Kejar Target Fungsional 2027, Sumsel Bentuk Tim Pembebasan Lahan

Jumat, 24 Juli 2026 | 20:34:02 WIB
Sumsel Bentuk Tim Percepatan Lahan Tol Palembang-Betung demi 2027 [FOTO: NET].

JAKARTA - Pemerintah Provinsi Sumatra Selatan (Sumsel) berencana mendirikan tim percepatan khusus guna merampungkan proses pembebasan lahan untuk proyek pembangunan Jalan Tol Palembang–Betung.

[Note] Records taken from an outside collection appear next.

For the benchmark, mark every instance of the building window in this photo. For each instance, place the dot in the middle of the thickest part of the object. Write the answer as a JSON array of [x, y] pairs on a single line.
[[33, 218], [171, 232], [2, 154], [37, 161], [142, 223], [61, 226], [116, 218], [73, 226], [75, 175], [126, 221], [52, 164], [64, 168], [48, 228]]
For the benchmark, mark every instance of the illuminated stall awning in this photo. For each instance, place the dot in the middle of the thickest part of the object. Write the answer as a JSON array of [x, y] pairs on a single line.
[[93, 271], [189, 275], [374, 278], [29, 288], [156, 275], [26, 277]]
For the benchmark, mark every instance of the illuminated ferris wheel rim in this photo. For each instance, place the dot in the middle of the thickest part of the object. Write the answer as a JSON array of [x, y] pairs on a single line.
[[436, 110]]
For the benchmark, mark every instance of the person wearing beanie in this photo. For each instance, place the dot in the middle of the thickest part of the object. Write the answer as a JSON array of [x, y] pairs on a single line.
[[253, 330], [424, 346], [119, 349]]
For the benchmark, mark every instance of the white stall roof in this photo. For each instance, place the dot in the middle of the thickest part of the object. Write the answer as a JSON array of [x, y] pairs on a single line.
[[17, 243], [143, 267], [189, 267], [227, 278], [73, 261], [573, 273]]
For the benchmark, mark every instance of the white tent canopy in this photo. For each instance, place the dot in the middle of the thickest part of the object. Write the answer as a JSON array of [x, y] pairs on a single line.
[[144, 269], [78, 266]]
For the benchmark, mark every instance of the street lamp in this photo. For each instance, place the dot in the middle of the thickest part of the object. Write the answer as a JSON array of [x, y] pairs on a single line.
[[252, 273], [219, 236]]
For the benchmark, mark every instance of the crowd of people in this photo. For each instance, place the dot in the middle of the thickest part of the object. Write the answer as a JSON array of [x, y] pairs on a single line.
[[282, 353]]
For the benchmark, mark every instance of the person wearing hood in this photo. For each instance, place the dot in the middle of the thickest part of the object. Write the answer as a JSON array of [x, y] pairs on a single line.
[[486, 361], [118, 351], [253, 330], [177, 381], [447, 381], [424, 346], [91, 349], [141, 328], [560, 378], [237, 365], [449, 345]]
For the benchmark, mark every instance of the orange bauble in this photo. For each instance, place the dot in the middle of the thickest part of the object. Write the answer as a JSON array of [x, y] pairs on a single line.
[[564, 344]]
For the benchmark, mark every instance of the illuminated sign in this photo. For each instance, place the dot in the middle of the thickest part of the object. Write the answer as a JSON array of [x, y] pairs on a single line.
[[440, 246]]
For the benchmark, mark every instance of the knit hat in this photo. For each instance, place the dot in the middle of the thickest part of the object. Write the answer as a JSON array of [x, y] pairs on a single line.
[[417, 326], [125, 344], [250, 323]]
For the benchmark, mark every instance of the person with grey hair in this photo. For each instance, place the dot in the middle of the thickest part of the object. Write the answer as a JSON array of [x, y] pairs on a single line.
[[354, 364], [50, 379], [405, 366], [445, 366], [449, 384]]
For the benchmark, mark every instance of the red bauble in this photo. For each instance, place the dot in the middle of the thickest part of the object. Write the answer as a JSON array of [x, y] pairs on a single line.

Kebijakan tersebut diambil supaya target agar ruas jalan tol dapat beroperasi secara fungsional pada tahun 2027 mendatang tidak menghadapi hambatan kemunduran waktu.

Gubernur Sumsel Herman Deru menyampaikan bahwa kendala utama dalam pengerjaan ruas tol tersebut bukanlah bersumber dari persoalan aspek hukum, melainkan terletak pada urusan pembebasan lahan yang berada di area kawasan hutan.

“Ini tindak lanjut kunjungan Wakil Presiden kemarin, ada sekitar 35 kilometer yang masuk kawasan hutan," ujarnya, dikutip Jumat (24/7/2026).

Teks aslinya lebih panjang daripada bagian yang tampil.